A wet haze of mist lay over the river and blotted out the far bank. It was too humid to eat outside, so we had brought in picnic chairs and set them around the trestle table, and we sat with the door and windows open to catch the slightest breeze. But the air was chill and heavy with water; nothing stirred except an unpleasant cloud of midges in the doorway and the rainwater that had collected in the chimney and was dripping down the flue, hissing on the logs in the stove. Ron had managed to light it, but the flames were sallow and weak, and curls of bitter smoke leaked through the glass.

He had brought a tinfoil parcel of leftover baked potatoes. After hours wrapped in their own heat, their skins were wrinkled and soft like warm glove leather and they smelled like moist leather, too, salty and dank. I had fried some onions and heated up a tin of beans, and those smells mingled with the woodsmoke and wet rust smell of the stove and the wormy aroma of rain. I was irritated by the glances Ron and Silva cast me as we ate.

“I’m starving,” I said, not caring much. I did not mean it apologetically.

“She’s always starving,” Silva said. She was eating less and less. Ron watched me scrape the remains from her plate onto my own. I couldn’t help it if he thought I was greedy and fat. I started on my third potato.

“Really, I feel like eating meat,” I said. “I would even eat rabbit. I think there are rabbits in the woods.”

“I don’t think I could shoot a rabbit,” Ron said, “even if I had a gun.”

“Trapping is better,” Silva said firmly.

“But tomorrow’s Thursday,” Ron said brightly. “Buffet day. The meat tends to go, but there’ll be Yorkshire puddings over, and gravy.”

“Can you bring back burgers from the shop or something?” I asked Silva.

“I might get a bit of beef,” Ron said. “Or pork.”

“Sausages. I could eat sausages,” I said.

“You need proper meat,” Silva told me. “There’s a butcher in Netherloch. Maybe I could get there, somehow.” She looked at Ron. “Ron, you know why she wants meat? I will tell you. Your wife, did you have a wife? Did your wife have babies?”

“Silva!” I protested, with my mouth full.

“It’s all right. She… well… no. No babies,” he said. “We didn’t have children.” His face creased, and he pressed a finger and thumb against his closed eyes. After a moment he looked at us and said, “My wife, ex-wife… Kathy. Cleverer than me, she was, younger, career-minded. Made it to regional manager, never wanted children. And proud of it.”

“Proud she didn’t want babies?” Silva said. “Didn’t she love you?”

“Oh, I think she did,” he said. “For a while.”

“But proud she didn’t want babies?” she said again, shaking her head. She didn’t understand it.
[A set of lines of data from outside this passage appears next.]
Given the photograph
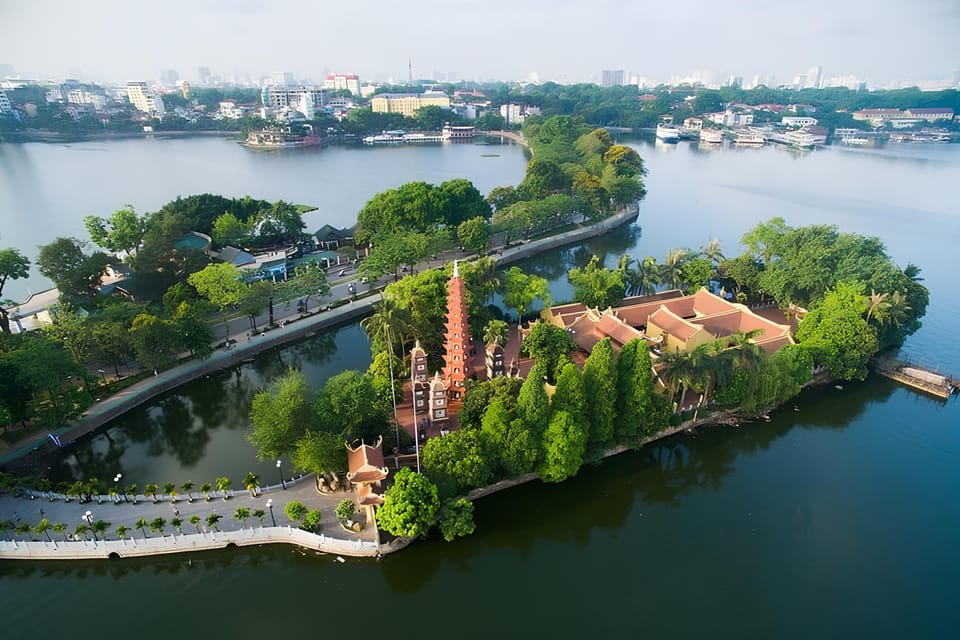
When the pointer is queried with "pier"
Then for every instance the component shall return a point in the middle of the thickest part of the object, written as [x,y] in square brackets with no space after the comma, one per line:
[917,377]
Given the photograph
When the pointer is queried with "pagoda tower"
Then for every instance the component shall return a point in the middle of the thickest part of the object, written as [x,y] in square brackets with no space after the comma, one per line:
[457,336]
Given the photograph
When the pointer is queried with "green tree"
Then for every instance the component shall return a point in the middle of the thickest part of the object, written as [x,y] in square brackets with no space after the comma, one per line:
[837,333]
[320,452]
[564,445]
[600,388]
[634,391]
[496,332]
[223,484]
[280,415]
[142,524]
[547,344]
[222,285]
[252,483]
[521,289]
[74,273]
[213,521]
[122,232]
[569,396]
[241,515]
[515,446]
[13,266]
[480,395]
[475,235]
[460,457]
[456,519]
[295,510]
[409,506]
[346,509]
[350,405]
[597,287]
[311,520]
[533,405]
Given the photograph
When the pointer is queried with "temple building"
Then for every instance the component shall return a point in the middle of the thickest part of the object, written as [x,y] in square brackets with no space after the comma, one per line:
[458,356]
[365,470]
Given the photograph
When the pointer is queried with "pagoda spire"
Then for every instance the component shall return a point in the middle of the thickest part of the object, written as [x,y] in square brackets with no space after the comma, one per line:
[457,360]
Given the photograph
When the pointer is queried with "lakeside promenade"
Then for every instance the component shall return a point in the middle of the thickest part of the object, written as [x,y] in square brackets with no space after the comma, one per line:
[295,326]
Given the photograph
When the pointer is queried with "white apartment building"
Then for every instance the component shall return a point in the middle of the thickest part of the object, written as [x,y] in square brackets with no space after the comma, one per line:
[343,81]
[144,99]
[516,113]
[797,121]
[5,106]
[278,98]
[80,96]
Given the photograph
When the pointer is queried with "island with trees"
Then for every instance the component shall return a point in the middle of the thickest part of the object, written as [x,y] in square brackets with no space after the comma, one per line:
[570,407]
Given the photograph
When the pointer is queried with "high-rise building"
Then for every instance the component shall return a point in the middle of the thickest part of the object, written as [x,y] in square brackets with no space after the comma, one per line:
[169,77]
[343,82]
[144,99]
[5,106]
[612,77]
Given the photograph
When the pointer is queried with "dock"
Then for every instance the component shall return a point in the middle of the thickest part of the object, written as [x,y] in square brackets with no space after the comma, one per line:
[917,377]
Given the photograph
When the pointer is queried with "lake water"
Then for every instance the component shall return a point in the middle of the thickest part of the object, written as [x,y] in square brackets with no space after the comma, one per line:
[836,518]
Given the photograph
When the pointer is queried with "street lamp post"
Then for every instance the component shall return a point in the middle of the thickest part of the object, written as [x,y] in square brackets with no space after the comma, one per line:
[88,517]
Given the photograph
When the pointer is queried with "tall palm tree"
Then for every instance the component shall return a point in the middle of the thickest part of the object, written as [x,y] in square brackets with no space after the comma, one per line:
[61,528]
[388,318]
[743,343]
[242,514]
[712,251]
[213,521]
[878,306]
[223,484]
[252,484]
[912,271]
[44,527]
[158,525]
[671,271]
[100,526]
[673,368]
[899,311]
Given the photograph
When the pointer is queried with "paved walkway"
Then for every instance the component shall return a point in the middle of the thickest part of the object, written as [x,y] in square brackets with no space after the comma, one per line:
[291,325]
[24,510]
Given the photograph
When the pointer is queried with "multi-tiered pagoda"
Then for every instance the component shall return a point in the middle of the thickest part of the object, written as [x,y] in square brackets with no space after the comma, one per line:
[457,359]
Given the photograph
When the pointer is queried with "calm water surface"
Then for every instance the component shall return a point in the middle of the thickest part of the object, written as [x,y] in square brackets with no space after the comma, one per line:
[837,518]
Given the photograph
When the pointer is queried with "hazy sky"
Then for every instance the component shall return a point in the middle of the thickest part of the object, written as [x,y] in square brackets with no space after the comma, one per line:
[566,40]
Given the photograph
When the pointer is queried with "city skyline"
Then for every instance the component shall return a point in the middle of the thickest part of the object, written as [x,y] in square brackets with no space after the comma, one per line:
[119,41]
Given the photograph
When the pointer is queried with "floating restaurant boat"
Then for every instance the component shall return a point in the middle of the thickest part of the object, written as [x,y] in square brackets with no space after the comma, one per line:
[668,132]
[282,137]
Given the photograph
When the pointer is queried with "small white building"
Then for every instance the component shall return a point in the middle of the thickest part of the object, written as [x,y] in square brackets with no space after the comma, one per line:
[798,121]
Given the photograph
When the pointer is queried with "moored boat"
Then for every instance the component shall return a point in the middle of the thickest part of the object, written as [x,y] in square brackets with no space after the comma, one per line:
[668,132]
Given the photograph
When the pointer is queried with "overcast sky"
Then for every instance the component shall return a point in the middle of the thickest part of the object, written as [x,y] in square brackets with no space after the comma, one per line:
[563,40]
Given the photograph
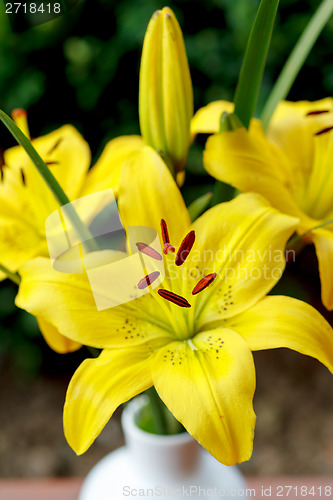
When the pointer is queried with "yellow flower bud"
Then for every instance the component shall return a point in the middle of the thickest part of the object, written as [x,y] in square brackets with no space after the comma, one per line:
[165,91]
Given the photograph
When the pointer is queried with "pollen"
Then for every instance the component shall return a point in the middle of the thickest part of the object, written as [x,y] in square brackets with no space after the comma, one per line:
[174,298]
[185,248]
[204,283]
[148,250]
[165,237]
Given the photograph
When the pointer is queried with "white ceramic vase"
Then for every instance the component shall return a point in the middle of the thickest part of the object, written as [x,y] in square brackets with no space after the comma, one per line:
[151,465]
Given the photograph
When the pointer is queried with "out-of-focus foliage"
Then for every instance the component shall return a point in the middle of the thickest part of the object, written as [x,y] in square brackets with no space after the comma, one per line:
[83,68]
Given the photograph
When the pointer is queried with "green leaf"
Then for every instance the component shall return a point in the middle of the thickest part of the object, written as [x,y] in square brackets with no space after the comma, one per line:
[296,59]
[254,61]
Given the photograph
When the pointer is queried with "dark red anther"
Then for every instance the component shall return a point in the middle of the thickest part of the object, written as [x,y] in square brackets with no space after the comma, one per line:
[317,112]
[168,248]
[185,248]
[165,234]
[203,283]
[148,280]
[172,297]
[151,252]
[324,130]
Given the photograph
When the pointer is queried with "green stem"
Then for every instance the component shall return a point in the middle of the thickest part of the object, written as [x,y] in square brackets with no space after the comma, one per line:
[296,59]
[249,81]
[81,230]
[14,277]
[157,411]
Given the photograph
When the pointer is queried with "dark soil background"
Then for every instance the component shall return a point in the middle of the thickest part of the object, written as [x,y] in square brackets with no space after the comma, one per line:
[294,432]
“Some people are,” I said. “They just are.”

“I thought there’d be time if she changed her mind. Later on… when we got divorced, I thought, probably just as well. No kids involved, getting hurt.” There were tears in Ron’s eyes now.

“You see, Ron, Annabel is soon having a baby. Annabel is going to be mama.”

“Silva! What are you telling him for?” I said. “Anyway, it’s not soon! Not that soon.”

“Yes, soon! So why he shouldn’t know? A baby, it’s good news.” Silva shrugged. “Anyway, it shows already. Soon you will be very big, then he’ll know.”

Ron was staring at me, and then at Silva, not sure if he was allowed to be pleased.

“A baby?” he said. “A baby, well. Well, then. Does that mean…” He hesitated and turned to me. “Does that mean, as long as… I mean, you might… I mean, will you be staying here?”

“Yes,” I said. “I’ll be staying here.”

I did not know if at that moment I was making the decision or just announcing it.

“And the… the baby’s…”

“The father?” What could I say? “The father. He’s a man who never… He’s like your ex-wife. Never wanted kids and proud of it. It’s over, and he won’t be bothering us. Ever.”

At last Ron’s face showed relief. “Right,” he said, standing up. He was smiling carefully, softly. “Right, so that’s the case. Well, there’s plenty I should be doing.”

He went outside, and soon I heard the regular chop of the ax on a fallen log he’d dragged down from the woods. Silva and I sat on for a little while until she announced she was going off along the shore. She did that more and more, disappearing downriver for long spells, needing privacy. When I asked her once where she went, she replied cagily there was a place she liked to sit. I ate everything that was left on the table, and then I washed up.